The first season of Genndy Tartakovsky’s Primal arrives on Blu-Ray this week, making Spear and Fang’s journey look better than ever.
Genndy Tartakovsky is one of my favorite cartoon creators out there. Dexter’s Lab and Powerpuff Girls were staples when I was younger, and something I still enjoy coming back to. Samurai Jack is a blast and his take on Star Wars in his Clone Wars microseries is still pure joy. As such, it was my great shame that I completely missed out on Primal when it originally aired on Cartoon Network.
Primal: The Complete First Season
Blu-Ray Release Date: June 1, 2021
Purchase: Affiliate Link
The timing of it, with the kiddos and such meant I kept missing out on it, and I just fell behind on it. Thankfully, I had the chance to make up for it when WB sent me the complete first season on Blu-Ray, and holy crap have I been missing out.
The animated series utilizes a sleek 2D style that’s at once sleek and dynamic, while bringing a simplistic approach that keeps the focus where it needs to be (and just looks STUNNING on Blu-ray). The style feels like a show that could have come from an earlier period of animation and yet something I don’t think anyone else could have pulled off for the story being told.
Unlike the sprawling multi-character stories we’ve seen from Tartakovsky in the past, the story of Primal is centered entirely on two main characters. There’s Spear, a neanderthal/caveman and, inexplicably, his dedicated partner Fang….a Tyrannosaurus Rex.
Having formed a bond through shared tragedy, the entire 10-episode season is all about the dangers these two face and must work to overcome. It’s kind of strange in that there really isn’t any over-arching story for the show. It’s not like Samurai Jack where you know he’s working towards some primary goal. Instead, each episode of Primal sees the duo walking/running towards no particular destination. Their soul goal/purpose, seems to be survival.
Now, you may think that this is a bad thing, but it doesn’t detract from the awesomeness of the show in the least. In part, that’s because the driving purpose of the show is really about these two characters and they way they interact in the quickly changing world. They both must deal with threats they’ve never encountered before, all the while growing closer together and finding the sense of kinship/family they need.
It’s impressive to watch them grow and interact throughout the 10, all too short, episodes. Even more impressive when you consider the fact there’s no dialog in the show. The story we get in each episode is conveyed entirely through the animation and it’s so much fun to watch. Despite the lack of language, Spear and Fang’s unique characters still shine through. In the latter episodes of the season, you can even see how they’ve managed to “evolve” due to their journey and the camaraderie in their behaviors with one another.

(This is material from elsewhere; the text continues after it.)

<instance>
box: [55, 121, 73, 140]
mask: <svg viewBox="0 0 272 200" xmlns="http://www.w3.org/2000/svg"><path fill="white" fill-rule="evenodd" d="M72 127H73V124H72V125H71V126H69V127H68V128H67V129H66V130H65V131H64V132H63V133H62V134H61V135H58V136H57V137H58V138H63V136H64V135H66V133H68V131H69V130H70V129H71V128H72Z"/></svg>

The times where other characters do make an appearance (some just different prehistoric creatures), you get the sense of how the world the story takes place in operates. From demonic bats beholden to giant spiders, mysterious ape-men, and some seriously creepy witches, there’s an incredible amount of world building in the season. Even so, the focus is never taken away from Spear and Fang, and manages to infuse a surprising amount of emotion into certain moments.
Several scenes left my jaw on the floor, not simply from the brutal action on display, but the raw emotion it made me feel. I’m not ashamed to admit the show had me teary-eyed at multiple points and I’m still in awe over the fact they were able to bring that level of immersion without any words being uttered.
If you couldn’t tell, I fell in love with this show very quickly. At only 10 episodes, I breezed through it in a single sitting. I was crushed when the credits rolled on the final episode and I have to know what comes next for these characters. I can’t wait to give it another watch to see all the things I may have missed (for a “simple” story, it weaves a lot of elements into the background).
All in all, there’s very little reason to skip out on this Blu-ray. Yes, it’s streaming on HBO Max, but I’m always a big proponent of physical media (not to mention a Blu-ray won’t have any buffering blurriness) and this one is well worth supporting.